Patrick Cazeviel travaillait dans un centre aéré, près du mont Gaudichot, au sud de Morteau. Je suivis ma carte et pris une départementale. Très vite, un panneau indiqua la direction du centre de loisirs, énumérant déjà les activités possibles : kayak, escalade, VTT, etc.
J’avais du mal à imaginer Cazeviel dans ce contexte. Depuis la tragédie de Manon, il avait été plusieurs fois soupçonné de cambriolages sérieux. Je ne voyais pas un tel lascar dans la peau d’un animateur. Ce n’était plus une réinsertion, mais une rédemption miraculeuse.
Je suivis un chemin de terre et découvris une grande construction de rondins noirs, formant angle droit, et rappelant les ranchs des premiers colons américains, isolés dans des forêts virginales. Dès que je mis un pied dehors, la rumeur des enfants m’accueillit. On était samedi : le centre devait afficher complet.
J’actionnai la poignée et pénétrai dans un réfectoire. Des dizaines de manteaux étaient suspendus. Une baie vitrée s’ouvrait sur une pente d’herbe rase, qui descendait jusqu’à un lac. Une quarantaine d’enfants couraient, s’agitaient, hurlaient, comme si une ivresse particulière montait des pelouses. Je trouvai une nouvelle porte et passai dehors.

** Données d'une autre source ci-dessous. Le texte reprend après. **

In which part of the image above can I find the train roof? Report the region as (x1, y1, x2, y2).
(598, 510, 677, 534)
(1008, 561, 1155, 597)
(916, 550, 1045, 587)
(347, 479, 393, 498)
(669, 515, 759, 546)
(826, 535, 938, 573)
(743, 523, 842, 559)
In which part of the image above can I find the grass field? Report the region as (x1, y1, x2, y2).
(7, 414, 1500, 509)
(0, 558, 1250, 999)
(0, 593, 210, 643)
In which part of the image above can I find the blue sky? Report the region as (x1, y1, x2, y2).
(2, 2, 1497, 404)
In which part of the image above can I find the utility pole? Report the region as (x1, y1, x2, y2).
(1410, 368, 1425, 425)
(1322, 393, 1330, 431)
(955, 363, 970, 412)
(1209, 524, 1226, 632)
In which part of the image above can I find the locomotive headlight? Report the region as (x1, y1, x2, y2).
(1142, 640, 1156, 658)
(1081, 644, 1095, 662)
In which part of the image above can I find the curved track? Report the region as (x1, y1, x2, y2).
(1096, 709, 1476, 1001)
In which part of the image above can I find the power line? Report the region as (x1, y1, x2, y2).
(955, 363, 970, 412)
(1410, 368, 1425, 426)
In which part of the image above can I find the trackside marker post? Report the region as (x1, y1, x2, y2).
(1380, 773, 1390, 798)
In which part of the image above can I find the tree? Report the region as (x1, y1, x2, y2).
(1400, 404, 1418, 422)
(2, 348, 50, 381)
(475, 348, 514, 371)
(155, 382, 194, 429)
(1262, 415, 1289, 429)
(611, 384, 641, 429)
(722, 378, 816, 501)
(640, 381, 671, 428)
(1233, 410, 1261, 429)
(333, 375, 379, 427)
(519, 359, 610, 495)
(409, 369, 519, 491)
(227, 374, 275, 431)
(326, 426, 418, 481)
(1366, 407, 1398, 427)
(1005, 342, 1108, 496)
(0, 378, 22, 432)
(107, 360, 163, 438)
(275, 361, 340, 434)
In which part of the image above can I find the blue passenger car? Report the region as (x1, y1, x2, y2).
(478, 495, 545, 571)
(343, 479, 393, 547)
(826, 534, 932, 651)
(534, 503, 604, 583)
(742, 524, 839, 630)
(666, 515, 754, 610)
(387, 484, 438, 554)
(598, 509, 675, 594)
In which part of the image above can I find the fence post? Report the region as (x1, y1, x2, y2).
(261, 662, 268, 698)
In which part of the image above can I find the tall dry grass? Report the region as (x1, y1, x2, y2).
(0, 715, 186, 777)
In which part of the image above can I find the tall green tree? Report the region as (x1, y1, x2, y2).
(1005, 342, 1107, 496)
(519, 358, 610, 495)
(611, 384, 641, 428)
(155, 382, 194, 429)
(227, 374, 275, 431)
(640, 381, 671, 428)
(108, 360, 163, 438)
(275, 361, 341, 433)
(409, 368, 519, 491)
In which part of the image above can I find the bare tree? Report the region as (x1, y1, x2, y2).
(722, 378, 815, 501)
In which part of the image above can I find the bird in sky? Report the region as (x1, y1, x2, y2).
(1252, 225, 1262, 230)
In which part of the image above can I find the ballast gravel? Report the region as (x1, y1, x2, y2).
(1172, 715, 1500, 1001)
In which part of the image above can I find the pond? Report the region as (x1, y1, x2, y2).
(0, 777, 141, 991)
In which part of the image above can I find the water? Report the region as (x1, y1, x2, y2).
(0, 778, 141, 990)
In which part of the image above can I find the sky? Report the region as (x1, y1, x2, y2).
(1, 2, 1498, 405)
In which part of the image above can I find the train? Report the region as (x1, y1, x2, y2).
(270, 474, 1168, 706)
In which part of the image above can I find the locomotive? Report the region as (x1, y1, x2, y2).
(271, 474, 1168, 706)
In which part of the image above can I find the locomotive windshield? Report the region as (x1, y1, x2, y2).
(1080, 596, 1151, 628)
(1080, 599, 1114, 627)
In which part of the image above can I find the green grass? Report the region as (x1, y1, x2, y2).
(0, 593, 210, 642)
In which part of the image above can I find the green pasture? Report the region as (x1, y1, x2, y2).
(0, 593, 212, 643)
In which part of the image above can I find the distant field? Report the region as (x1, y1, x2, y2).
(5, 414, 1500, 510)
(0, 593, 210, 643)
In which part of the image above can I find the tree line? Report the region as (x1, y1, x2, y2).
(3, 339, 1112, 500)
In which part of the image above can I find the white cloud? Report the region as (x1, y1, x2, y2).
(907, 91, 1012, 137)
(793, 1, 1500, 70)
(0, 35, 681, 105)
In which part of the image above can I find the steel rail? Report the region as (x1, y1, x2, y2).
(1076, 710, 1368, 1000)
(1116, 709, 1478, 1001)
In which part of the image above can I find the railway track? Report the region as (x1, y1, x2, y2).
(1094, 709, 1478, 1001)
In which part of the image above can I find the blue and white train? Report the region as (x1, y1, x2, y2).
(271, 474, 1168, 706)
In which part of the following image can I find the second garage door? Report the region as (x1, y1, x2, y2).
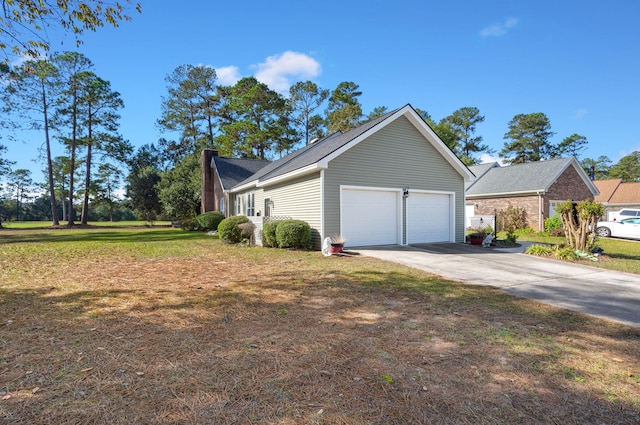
(407, 192, 452, 244)
(341, 188, 400, 247)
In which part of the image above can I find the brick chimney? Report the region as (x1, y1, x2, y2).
(201, 148, 218, 213)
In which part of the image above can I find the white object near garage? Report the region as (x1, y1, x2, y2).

Il y avait dans l’air un parfum de joie, d’allégresse irrésistible. Le lac gris, les arbres verts, l’odeur d’herbe fraîche, ces cris qui s’élevaient en clameur… Cette cour de récréation sans limite, éclatante dans l’air froid, remuait en moi une partie enfouie, oubliée. Non pas un souvenir d’enfance, mais une promesse de bonheur, qu’on porte toujours en soi, sans pouvoir jamais la formuler, ni même la concevoir. Un goût de paradis, irraisonné, sans concrète justification.
Une voix stoppa ma rêverie.
Un animateur voulait savoir ce que je foutais là.
Je prétendis être un ami de Cazeviel. On m’indiqua, au-delà de l’aile droite, les bois qui surplombaient le plan d’eau. Je coupai à travers le gazon, évitant un match de foot, contournant une balle au prisonnier, et découvris un nouveau sentier, qui serpentait vers les sapins.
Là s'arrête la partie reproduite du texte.